Prime Minister Benjamin Netanyahu's dramatic UN speech in which he highlighted the need to draw a "red line" for Iran's nuclear program prompted responses not just in the West, but also in the Arab and Muslim world. While Iranian authorities have yet to officially respond to the speech, media outlets in Iran and the Middle East were quick to offer their own analyses.

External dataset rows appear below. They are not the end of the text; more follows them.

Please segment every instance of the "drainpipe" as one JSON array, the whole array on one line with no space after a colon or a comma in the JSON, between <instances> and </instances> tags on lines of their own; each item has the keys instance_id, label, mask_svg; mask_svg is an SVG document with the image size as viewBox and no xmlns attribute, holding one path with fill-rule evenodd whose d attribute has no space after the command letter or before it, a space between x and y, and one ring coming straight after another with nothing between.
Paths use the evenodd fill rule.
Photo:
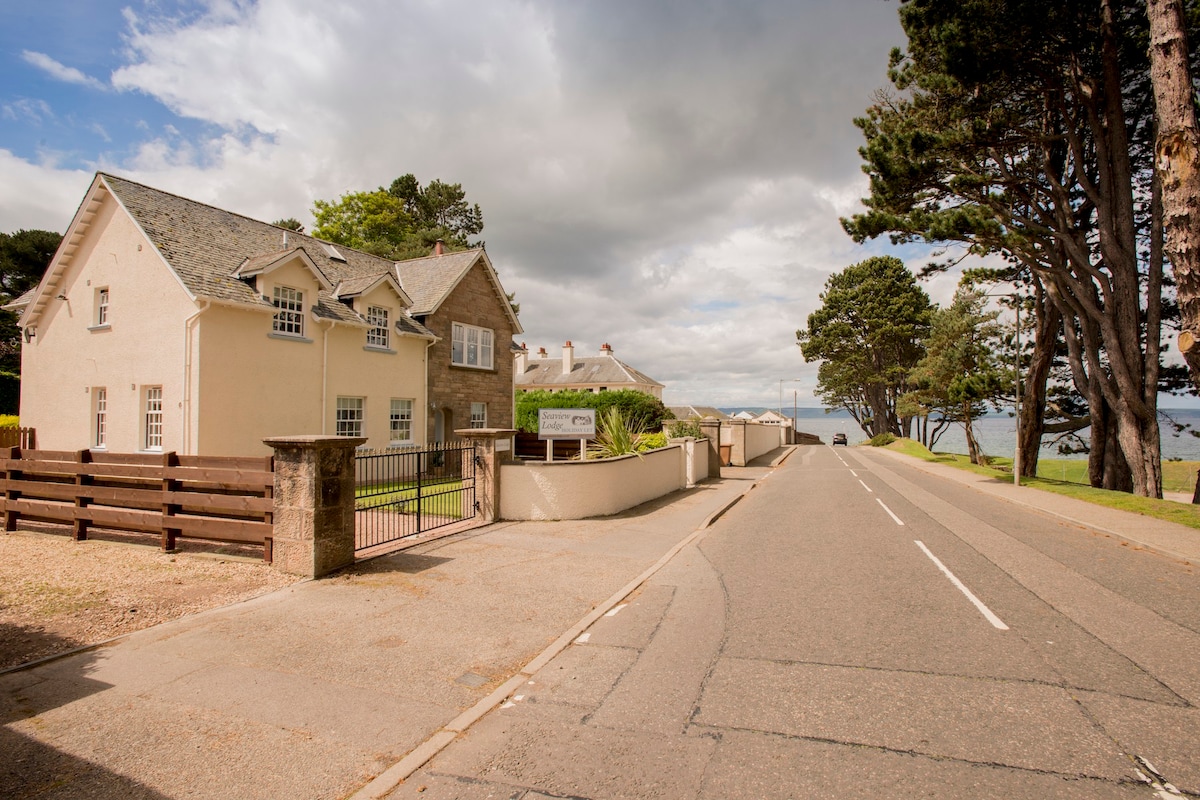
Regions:
<instances>
[{"instance_id":1,"label":"drainpipe","mask_svg":"<svg viewBox=\"0 0 1200 800\"><path fill-rule=\"evenodd\" d=\"M184 446L185 456L194 456L192 447L192 337L194 326L192 323L212 307L208 300L200 301L200 308L194 314L184 320Z\"/></svg>"},{"instance_id":2,"label":"drainpipe","mask_svg":"<svg viewBox=\"0 0 1200 800\"><path fill-rule=\"evenodd\" d=\"M425 345L425 380L421 381L425 386L425 397L422 398L421 408L425 409L425 441L421 443L422 447L430 446L430 427L433 423L433 414L430 411L430 348L437 344L440 339L432 339Z\"/></svg>"},{"instance_id":3,"label":"drainpipe","mask_svg":"<svg viewBox=\"0 0 1200 800\"><path fill-rule=\"evenodd\" d=\"M329 327L325 330L325 335L320 339L320 435L328 435L325 431L329 427L326 417L329 416L329 337L334 332L334 327L337 325L336 319L322 320L329 323Z\"/></svg>"}]
</instances>

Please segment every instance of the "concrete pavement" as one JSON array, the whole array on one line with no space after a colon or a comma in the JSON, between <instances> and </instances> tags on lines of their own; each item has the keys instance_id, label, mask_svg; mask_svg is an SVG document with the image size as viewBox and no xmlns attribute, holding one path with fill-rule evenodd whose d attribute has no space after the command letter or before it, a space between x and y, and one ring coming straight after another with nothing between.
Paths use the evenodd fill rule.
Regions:
<instances>
[{"instance_id":1,"label":"concrete pavement","mask_svg":"<svg viewBox=\"0 0 1200 800\"><path fill-rule=\"evenodd\" d=\"M1133 800L1165 786L1136 756L1196 792L1189 569L917 476L916 462L863 449L839 467L830 452L844 456L793 455L384 796ZM1055 511L1055 495L1024 492ZM1069 555L1108 561L1103 582ZM1170 593L1120 594L1120 570L1174 576L1188 627L1152 610Z\"/></svg>"},{"instance_id":2,"label":"concrete pavement","mask_svg":"<svg viewBox=\"0 0 1200 800\"><path fill-rule=\"evenodd\" d=\"M395 782L769 471L420 543L0 675L0 795L342 798Z\"/></svg>"},{"instance_id":3,"label":"concrete pavement","mask_svg":"<svg viewBox=\"0 0 1200 800\"><path fill-rule=\"evenodd\" d=\"M920 467L1200 559L1200 533L1190 529ZM422 543L0 676L0 750L12 754L0 794L385 795L769 473L726 469L720 481L612 518L500 523ZM676 561L672 569L689 569ZM700 607L715 609L719 591L709 589ZM638 706L623 712L636 716ZM692 756L704 746L695 742Z\"/></svg>"}]
</instances>

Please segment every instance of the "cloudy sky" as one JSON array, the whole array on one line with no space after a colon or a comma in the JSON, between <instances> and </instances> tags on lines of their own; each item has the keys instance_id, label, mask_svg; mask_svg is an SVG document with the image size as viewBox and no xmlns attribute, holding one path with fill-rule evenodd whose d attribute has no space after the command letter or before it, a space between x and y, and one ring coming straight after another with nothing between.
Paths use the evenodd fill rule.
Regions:
<instances>
[{"instance_id":1,"label":"cloudy sky","mask_svg":"<svg viewBox=\"0 0 1200 800\"><path fill-rule=\"evenodd\" d=\"M0 29L0 230L97 169L271 221L460 182L530 349L610 343L668 403L815 405L888 0L38 0ZM935 300L953 293L943 278ZM798 381L796 379L799 379ZM782 383L780 383L782 381Z\"/></svg>"}]
</instances>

- Politicians deride PM's UN speech
- US keeps stance on 'red line' for Iran
- Netanyahu at UN: Red lines prevent war
A popular news website in Iran explained that the Islamic Republic views Netanyahu's speech as a withdrawal from his previous positions on the Iranian nuclear issue. The website Tabnak, affiliated with former Revolutionary Guards commander Mohsen Rezaee, said that the Israeli prime minister had changed his positions on a red line for Iran.
The article claimed that in the past Netanyahu had stressed that a red line was 20% level enrichment of uranium, while his speech placed the line at 90% enrichment.
Article in Iranian website
"In the past Netanyahu and other Israel war mongers said that Iran is only a few weeks from obtaining an atom bomb. Now, Netanyahu himself admits that this will not happen before next summer." The article said this "empties his previous statements."
Iranian President Mahmoud Ahmadinejad left New York on Thursday and has yet to issue an official response. He is scheduled to land in Tehran later on Friday. Before leaving the US, Ahmadinejad met with a group of anti-Zionist haredim in New York.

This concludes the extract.